Use majority voting (for classification problems) or average (for regression problem) to make final prediction for the new instance.

What is 'Random' about Random Forests?

There are 2 aspects of randomness in Random Forests:

• Randomness in subset selection: In step 1, we saw that we are using a subset S to build our decision tree. Thus, we are randomly choosing the rows for this subset S on which the tree will be trained.

•Randomness in variable selection: In step 1, we are selecting p variables randomly out of a total of m independent variables, which will be used to grow the tree. However, the value of p is kept same for all the trees in the forests. Generally, default value of p is square root of number of variables (m). Eg., if there are 9 variables, then 3 variables are chosen at random for building a tree in the random forest. However, this can be changed or hyper-tuned using grid search or cross validation.

This is done because if we use a entire dataset for building the model or use all the variables in our dataset then our forest will have only handful of decision trees.

Hypertuning the parameters of Random Forests

While tuning a Decision Tree there are majorly three parameters to tune:

Number of trees: Number of trees in a Random Forest can impact its accuracy as well as the training time. Suppose you build a forest with 50 trees, the runtime for the code will be less but the accuracy might not be that great. However, it may happen that running a Random Forests of 500 trees can lead to a lot of gain in the accuracy, but that would also increase the run time for your code. Thus, finding suitable number of trees is a need for Random Forests.
Number of variables in a tree: While building a decision tree in Random Forests we do not make use of all the 'm' explanatory variables. Rather we use a subset 'p' of these variables. By default 'p' = square root of 'm'. However one can play with these values.
Maximum depth of the tree: It is extremely essential to decide the appropriate length(depth) of a Decision Tree. Trees with smaller depth can lead to underfitting while extremely deep trees can overfit the data.
Minimum number of samples to split: While splitting a node for the Decision Tree, it must have minimum number of samples to split. A small node size can overfit the data, while a large node size can underfit the data.
Minimum number of samples per leaf: It is possible that while splitting a node with p observations, one branch might end up having p - 1 instances and 1 on the other branch. Thus, we need to tune the minimum number of samples which should be there in the child node after the parent node is split.

Out of Bag(OOB) Samples and OOB Error

For simplicity, let us say we have a dataset D with 1000 rows and 50 variables. Let us assume we are trying to build a Random Forest model with 500 trees.

Let's say, Random Forests used 670 (two-third) rows at random to build one decision tree. The remaining 330 (one-third) rows are considered as out of bag (OOB) sample. Predictions are made on this OOB sample, and error is calculated.

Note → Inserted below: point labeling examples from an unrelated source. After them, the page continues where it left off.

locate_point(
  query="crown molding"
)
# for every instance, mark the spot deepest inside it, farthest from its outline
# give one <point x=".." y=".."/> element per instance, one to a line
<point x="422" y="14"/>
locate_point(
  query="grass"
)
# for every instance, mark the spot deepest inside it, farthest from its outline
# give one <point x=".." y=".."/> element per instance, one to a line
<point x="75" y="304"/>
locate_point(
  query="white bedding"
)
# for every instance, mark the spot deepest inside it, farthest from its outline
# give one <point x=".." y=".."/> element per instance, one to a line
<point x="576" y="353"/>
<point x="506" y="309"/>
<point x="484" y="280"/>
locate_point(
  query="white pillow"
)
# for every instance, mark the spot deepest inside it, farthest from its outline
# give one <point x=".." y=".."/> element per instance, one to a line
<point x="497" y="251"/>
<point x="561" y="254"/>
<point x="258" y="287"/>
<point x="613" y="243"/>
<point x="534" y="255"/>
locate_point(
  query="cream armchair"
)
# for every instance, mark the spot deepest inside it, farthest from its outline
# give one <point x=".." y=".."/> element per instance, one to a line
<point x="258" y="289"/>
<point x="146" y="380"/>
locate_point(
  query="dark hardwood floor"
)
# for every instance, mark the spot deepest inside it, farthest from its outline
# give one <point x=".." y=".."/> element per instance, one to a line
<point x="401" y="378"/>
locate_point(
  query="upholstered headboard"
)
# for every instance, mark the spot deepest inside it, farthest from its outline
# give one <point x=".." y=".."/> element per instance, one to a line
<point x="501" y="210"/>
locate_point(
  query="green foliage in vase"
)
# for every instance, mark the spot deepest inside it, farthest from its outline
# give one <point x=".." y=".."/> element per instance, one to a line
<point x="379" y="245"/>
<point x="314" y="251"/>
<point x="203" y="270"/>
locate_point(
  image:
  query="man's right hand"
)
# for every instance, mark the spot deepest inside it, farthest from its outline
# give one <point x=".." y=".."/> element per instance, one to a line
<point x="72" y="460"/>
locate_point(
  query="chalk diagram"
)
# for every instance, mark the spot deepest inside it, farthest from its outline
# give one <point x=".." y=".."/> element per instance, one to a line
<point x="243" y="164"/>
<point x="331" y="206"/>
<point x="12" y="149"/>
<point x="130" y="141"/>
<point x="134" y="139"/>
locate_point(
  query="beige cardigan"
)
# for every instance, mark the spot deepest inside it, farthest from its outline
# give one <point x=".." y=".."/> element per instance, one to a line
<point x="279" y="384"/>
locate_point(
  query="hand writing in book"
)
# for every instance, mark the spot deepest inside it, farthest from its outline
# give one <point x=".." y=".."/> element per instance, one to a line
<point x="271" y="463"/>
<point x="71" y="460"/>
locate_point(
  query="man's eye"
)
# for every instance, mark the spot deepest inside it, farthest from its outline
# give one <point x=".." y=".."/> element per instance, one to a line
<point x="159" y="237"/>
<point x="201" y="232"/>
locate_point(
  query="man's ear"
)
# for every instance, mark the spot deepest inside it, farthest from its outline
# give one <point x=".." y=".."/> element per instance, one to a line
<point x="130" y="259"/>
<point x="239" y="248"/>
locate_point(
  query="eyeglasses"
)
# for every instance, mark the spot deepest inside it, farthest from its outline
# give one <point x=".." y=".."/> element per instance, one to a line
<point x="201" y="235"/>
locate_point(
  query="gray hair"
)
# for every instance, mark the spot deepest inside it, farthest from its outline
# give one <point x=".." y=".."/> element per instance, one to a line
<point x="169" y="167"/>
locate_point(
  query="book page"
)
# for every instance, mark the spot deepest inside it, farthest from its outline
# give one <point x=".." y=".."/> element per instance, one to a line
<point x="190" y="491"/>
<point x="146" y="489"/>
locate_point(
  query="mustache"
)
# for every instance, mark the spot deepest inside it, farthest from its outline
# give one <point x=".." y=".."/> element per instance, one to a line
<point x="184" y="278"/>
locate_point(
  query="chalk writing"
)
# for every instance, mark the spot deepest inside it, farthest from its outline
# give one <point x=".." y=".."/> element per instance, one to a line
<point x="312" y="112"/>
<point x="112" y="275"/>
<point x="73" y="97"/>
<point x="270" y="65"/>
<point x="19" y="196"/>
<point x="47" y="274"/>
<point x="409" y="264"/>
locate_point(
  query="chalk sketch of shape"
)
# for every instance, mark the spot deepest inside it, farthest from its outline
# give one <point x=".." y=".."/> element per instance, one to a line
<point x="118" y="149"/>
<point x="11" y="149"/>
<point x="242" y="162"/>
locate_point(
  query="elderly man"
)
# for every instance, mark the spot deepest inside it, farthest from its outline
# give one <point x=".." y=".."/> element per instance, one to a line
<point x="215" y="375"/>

Similarly, error is calculated for OOB samples for other 499 decision trees.

Now we finally take an average of these errors for all the 500 trees. This is known as Out of Bag (OOB) error.

Feature Importance

Random Forests can be used to understand the importance of variables.

Assuming there are p input features to a tree in Random Forests.

Let us take a variable, say, Xi and calculate its OOB Error rate.
Now let us randomly permute i.e., change the order of values of Xi. To simplify, let Xi contains 0,0,0,1,1. Now Xi will contain 1,1,1, 0, 0. i.e., 0s and 1s have replaced each other.
Calculate out-of-bag predictions using these permuted values of Xi (keeping values of other variables unchanged).
Calculate the new OOB Error after these permuted values of Xi.
Variable importance for a variable Xi is calculated as:

new OOB Error after altering the values of Xi - original OOB Error

Similarly, this is done for all the p variables.

The higher the misclassification rate is on altering the values for a variable, the higher is the importance.